Bored Ape Yacht Club and the limitations of NFT ownership
by James · July 5, 2022
Crypto is in a brutal bear market and every day gives more price pain. But you would not know it from the flood of party invitations to NFT NYC this week.
The event, which is more like a week of incoherent parties across Manhattan and Brooklyn than a typical conference in one building, will bring ad with Ape, Punk, Doodle and Cool Cat PFPs from Twitter into real life to connect together personally and pump their JPEG files.
Last year’s NFT NYC, the first edition, was in October and perhaps best characterized by a much shared Input the story with the headline “The Bored Apes take Manhattan.” The play, which mostly played it straight and quoted proud BAYC holders (many of them dressed as their monkeys), was an instant feed for eye-rollers and scorn on Twitter. “Read this to die immediately,” twitret an She author. A journalist on Chicago Reader twitret“My brain was pear-shaped and read that a monkey gets a memoir written by” Neil Strauss, the author of the pickup guide The game.
The Input the story asked the question: “How long can the party last?” Eight months later, the answer depends on your view of the entire NFT site.
The current cryptocurrency caused floor prices to fall for the hottest NFT collections, so skeptics could point out that the bubble has burst. But even when prices fell, NFT sales volume increased, suggesting that many used the dip as a chance to enter.
On the last episode of DecryptIn her GM podcast, we hosted Christine Brown, who left her as crypto chief at Robinhood to become COO of an NFT portfolio app. Even after Robinhood’s massive stock fall, the move is still quite surprising. This suggests that many smart people in technology really think NFTs are here to stay.
In many ways, the Bored Ape Yacht Club is the perfect representation of the pain and ecstasy of the NFT boom.
Even among so many interesting new uses of NFTs (like Stepn, which uses NFT sneakers as an engine to reward runners in crypto, to name just one example), Apes is undoubtedly the face of NFTs right now for mainstream- the population. Many people who think there is value in NFTs see the monkeys as problematic (see: Vitalik Buterin; Muneeb Ali), and a bit cult-like. (Saying that in a relatively benign column in March filled my Twitter alerts with furious tweets from triggered Ape holders.) Now ApeCoin has reached an all-time low, and the floor price to buy an Ape has dropped to $ 88,000.
But $ 88,000 for a JPEG of a cartoon monkey is still quite impressive, and the collection was launched just 14 months ago.
In August last year, I wrote a column explaining NFTs as entrance tickets to communities. I still think it’s the best way to explain it to newcomers who look at people who pay hundreds of thousands of dollars for a monkey JPEG and scratch their heads. Andrew Miller, a domain name founder who has written for Decrypt twice about BAYC, sold his monkey in May with a large profit, nine months after the purchase.

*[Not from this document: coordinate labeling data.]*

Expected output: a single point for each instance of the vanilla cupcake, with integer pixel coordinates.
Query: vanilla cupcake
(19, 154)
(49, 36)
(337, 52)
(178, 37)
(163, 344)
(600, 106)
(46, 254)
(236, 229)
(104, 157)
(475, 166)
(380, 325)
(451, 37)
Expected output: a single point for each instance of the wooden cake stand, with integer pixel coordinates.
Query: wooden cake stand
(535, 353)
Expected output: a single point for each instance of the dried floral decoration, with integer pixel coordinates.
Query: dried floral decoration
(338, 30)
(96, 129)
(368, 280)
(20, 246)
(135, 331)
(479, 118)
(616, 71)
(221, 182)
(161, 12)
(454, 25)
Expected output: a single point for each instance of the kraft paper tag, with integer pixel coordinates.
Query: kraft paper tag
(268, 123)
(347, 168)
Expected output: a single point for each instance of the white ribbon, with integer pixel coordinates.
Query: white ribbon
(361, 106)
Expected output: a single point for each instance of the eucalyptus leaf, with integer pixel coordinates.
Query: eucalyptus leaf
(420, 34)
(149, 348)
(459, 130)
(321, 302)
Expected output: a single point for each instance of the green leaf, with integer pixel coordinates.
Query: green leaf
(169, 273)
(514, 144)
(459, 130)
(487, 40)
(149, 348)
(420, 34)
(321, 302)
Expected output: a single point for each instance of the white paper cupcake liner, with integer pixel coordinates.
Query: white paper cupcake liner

Just a month later, he has it bought in again; he missed being part of the BAYC community.
Recently, the conversation around NFTs has turned to benefit, which is healthy for the space. If NFTs are to continue, they must have a purpose beyond a digital flex.
When it comes to Bored Apes, holders get access to a Discord only for members, merchandise drops and free ApeCoin sent to them. But is that it benefit? What can you do with Bored Ape?
Yuga Labs, the studio that owns Bored Apes and CryptoPunks, received a lot of positive press when they announced that they will give full IP rights to Ape holders. This means that you can use Ape for anything you want, without fear of being sued. But there is a problem: someone else can too. There are currently no clear legal reasons to stop someone else from profiting from the use of a monkey they do not own. Nor is there anything stopping them from using Ape as their Twitter PFP – apart from public shame from BAYC members.
Ryder Ripps, an artist and provocateur, created a “re-contextualized” version of BAYC by re-mining Apes and listing them on the NFT website Foundation. His “RR / BAYC” monkeys look identical to the original Bored Apes. He first received a DMCA notice of removal from Yuga Labs, and then denied it, and Yuga withdrew. Ripps sees this as proof that Yuga does not do much to protect the holders. (He has also sold t-shirts with monkeys he does not own, with no consequences so far.)
“The craziest thing for me is that this company has made billions of dollars and has sold people a complete lie, which is that they own commercial rights to these drawings,” Ripps told me by phone. “What they really mean is just that they do not care who uses them and do not want to sue anyone.”
Ripps are not anti-NFT; his problem is with the speculators who have taken over the place. “I think NFTs have a real place in the world, “he says.” It is unfortunate that the crowd that has attracted it is not interested in digital art, and has treated it like a casino. “
For now, even in the middle of Crypto Winter, the casino is still open.
This is the editor’s nodea recurring weekend column from Editor-in-Chief Daniel Roberts. Read the previous issue: Encryption redundancies in the winter hit hard – but will not kill the industry.